Nas was riding a resurgent wave by 2006. After some poorly-received albums at the tail end of the 1990s, the Queens legend had come roaring back with his fifth album, Stillmatic, in 2001. He followed it with the acclaimed God's Son a year later, and alongside his highly-publicized feud with rap rival Jay-Z and marriage to R&B chanteuse Kelis, Nas was at a peak.
In 2004, Nas released the ambitious double album Street's Disciple. One of the album's most celebrated tracks was the stellar Salaam Remi-produced "Thief's Theme," a sinister ode to those who rob in the night, with Nas rhyming over a flip of The Incredible Bongo Band's "In-A-Gadda-Da-Vida," originally recorded by Iron Butterfly.

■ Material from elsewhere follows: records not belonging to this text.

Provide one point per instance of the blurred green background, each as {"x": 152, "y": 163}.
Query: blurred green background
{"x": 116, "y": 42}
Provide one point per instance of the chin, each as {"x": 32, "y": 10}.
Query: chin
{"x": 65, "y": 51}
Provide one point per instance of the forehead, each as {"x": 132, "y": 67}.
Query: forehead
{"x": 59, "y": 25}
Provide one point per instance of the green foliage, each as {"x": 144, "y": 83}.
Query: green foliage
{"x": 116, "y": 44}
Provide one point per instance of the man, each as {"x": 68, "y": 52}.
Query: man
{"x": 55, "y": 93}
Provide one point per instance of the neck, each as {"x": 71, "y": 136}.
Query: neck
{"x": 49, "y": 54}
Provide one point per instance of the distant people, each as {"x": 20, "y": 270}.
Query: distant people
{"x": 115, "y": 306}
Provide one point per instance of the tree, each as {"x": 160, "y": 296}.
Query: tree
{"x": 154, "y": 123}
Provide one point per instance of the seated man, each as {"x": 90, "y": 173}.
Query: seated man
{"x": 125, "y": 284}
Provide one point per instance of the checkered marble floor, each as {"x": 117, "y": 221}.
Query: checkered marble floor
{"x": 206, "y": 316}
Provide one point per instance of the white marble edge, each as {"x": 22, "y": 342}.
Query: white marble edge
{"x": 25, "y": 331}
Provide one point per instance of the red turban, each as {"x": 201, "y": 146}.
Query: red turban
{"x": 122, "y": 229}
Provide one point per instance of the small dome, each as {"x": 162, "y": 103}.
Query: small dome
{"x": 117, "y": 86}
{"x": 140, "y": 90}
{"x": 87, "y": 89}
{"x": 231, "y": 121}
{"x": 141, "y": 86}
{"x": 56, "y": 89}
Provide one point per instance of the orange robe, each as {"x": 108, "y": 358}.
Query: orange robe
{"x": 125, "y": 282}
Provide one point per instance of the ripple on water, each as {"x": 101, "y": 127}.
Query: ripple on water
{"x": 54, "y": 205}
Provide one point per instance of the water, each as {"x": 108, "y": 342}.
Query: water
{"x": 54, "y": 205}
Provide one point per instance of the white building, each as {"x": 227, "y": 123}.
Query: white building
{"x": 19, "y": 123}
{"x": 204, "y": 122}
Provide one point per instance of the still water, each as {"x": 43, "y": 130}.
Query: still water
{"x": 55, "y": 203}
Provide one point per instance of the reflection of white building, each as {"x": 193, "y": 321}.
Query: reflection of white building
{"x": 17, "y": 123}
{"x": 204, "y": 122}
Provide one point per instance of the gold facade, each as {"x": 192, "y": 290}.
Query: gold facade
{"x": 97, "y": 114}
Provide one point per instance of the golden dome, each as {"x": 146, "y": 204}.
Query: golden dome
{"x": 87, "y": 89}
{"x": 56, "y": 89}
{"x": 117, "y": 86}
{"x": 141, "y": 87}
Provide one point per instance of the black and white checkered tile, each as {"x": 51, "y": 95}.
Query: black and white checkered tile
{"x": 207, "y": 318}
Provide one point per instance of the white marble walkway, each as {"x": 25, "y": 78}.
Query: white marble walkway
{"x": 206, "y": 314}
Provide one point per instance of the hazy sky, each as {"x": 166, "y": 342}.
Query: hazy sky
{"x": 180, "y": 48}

"This was the first time that Nas put out a summer," Remi told Soul Culture in 2010. "All of his albums kept coming out...December...a couple of weeks before Christmas."
"Even when Nas was making Stillmatic and 'Ether,' he's like 'Yeah this is that winter beef,'" he explained. "He was like the beat sounded like the winter."

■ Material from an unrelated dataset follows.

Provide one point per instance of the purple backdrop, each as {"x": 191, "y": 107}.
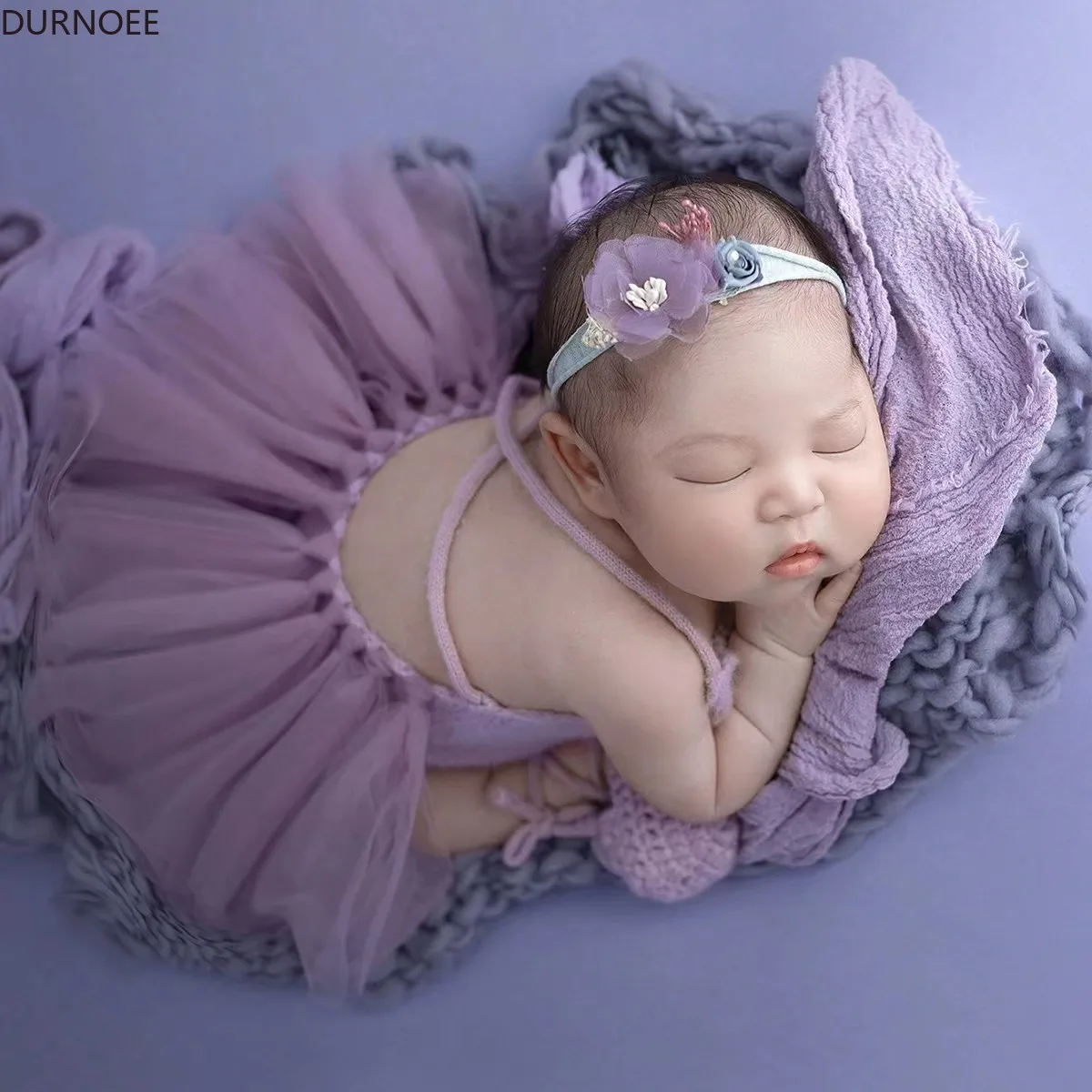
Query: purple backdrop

With this particular track, Nas and Remi wanted it to evoke the warmer months.
"So on 'Thief's Theme,' I intended for it to sound like the summer of 2004," Remi shared. "'Last drink from the water drops,' and things he says on the record are directly about being hot. The Peter Tosh references, and everything else. The record was meant to come out in the summer."

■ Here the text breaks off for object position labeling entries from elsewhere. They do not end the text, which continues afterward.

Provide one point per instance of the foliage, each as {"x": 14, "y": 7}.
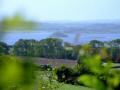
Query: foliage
{"x": 67, "y": 75}
{"x": 102, "y": 77}
{"x": 15, "y": 74}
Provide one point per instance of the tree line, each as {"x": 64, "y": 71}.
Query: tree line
{"x": 58, "y": 49}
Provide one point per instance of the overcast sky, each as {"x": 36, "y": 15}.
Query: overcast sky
{"x": 63, "y": 10}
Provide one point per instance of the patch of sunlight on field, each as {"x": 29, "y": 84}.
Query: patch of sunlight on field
{"x": 73, "y": 87}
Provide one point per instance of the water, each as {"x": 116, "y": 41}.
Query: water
{"x": 74, "y": 33}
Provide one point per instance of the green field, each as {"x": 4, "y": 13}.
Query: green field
{"x": 73, "y": 87}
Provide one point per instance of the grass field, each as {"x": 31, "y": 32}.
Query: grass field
{"x": 73, "y": 87}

"Nobody said 'that record is crazy.' Like, we didn't get that feedback. We got 'uh-oh' what is he doing?"
In The Departed, Martin Scorsese's injects "Thief's Theme" into a scene right after undercover cop Billy Costigan (DiCaprio) teams with his unknowing cousin Sean (Kevin Corrigan) to deal drugs to some Puerto Rican hustlers in their neighborhood. The song undercuts Billy's double-sided nature and Nas makes lyrical reference to John Lennon, who Frank Costello (Jack Nicholson) would also mention later in the movie.